Edelman also suggests building a pseudo-grassroots movement in support of the pipeline by “adopting some of the strategies and tactics of our opposition.” Namely email and social media outreach, targeted ads, etc., which basically rope in industry workers, who can be portrayed as grassroots people concerned about their jobs and the economy.
The PR firm proudly cites its earlier work for energy companies in this regard. “Companies like ExxonMobil, Chevron, Shell, Halliburton (and many more) have all made key investments in building permanent advocacy assets and programs to support their lobbying, outreach, and policy efforts,” it says in one document. “In launching a program like this, TransCanada will be in good company…” (emphasis added.)

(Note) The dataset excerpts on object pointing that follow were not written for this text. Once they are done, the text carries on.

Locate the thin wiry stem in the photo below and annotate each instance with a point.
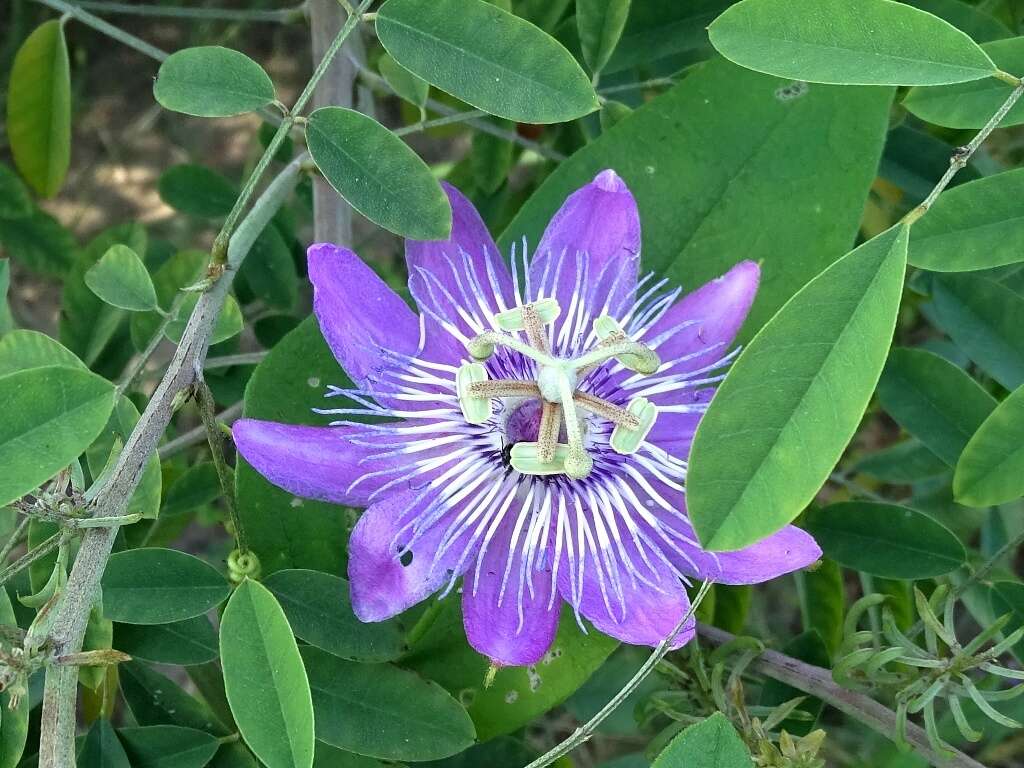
(281, 15)
(585, 731)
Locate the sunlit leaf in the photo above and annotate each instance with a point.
(265, 681)
(487, 57)
(868, 42)
(794, 398)
(39, 109)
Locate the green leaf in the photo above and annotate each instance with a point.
(120, 279)
(167, 747)
(320, 611)
(973, 226)
(934, 400)
(39, 242)
(212, 82)
(822, 602)
(13, 722)
(160, 586)
(518, 694)
(378, 174)
(383, 712)
(53, 413)
(156, 699)
(990, 471)
(197, 190)
(979, 25)
(985, 320)
(23, 349)
(196, 487)
(406, 84)
(885, 540)
(869, 42)
(39, 109)
(15, 202)
(811, 370)
(228, 324)
(715, 208)
(600, 24)
(487, 57)
(101, 748)
(265, 681)
(710, 743)
(973, 104)
(190, 641)
(269, 270)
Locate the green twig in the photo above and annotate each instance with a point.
(217, 440)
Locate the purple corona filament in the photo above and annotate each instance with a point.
(526, 434)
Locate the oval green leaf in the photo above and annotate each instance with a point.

“Public support for tar sands oil is so low that Edelman recommends TransCanada fake grassroots support for its pipeline, and run smear campaigns against civic groups,” says Nell Greenberg, a campaign director for Avaaz, one of the groups named in the Edelman brief. “It’s a desperate move for a company in a dying industry. And it’s honestly morally shocking to see at a time when the climate is in clear crisis, and the real grassroots, millions of people around the globe, are demanding an end to dirty energy.”
There are, however, little nuggets in the documents that should give environmentalists some cause for cheer. Edelman admits that the despite all the investments and efforts by energy industry to promote their climate-wrecking cause, “the opposition is far ahead and well suited to press its advantage not just in the US but Canada as well.”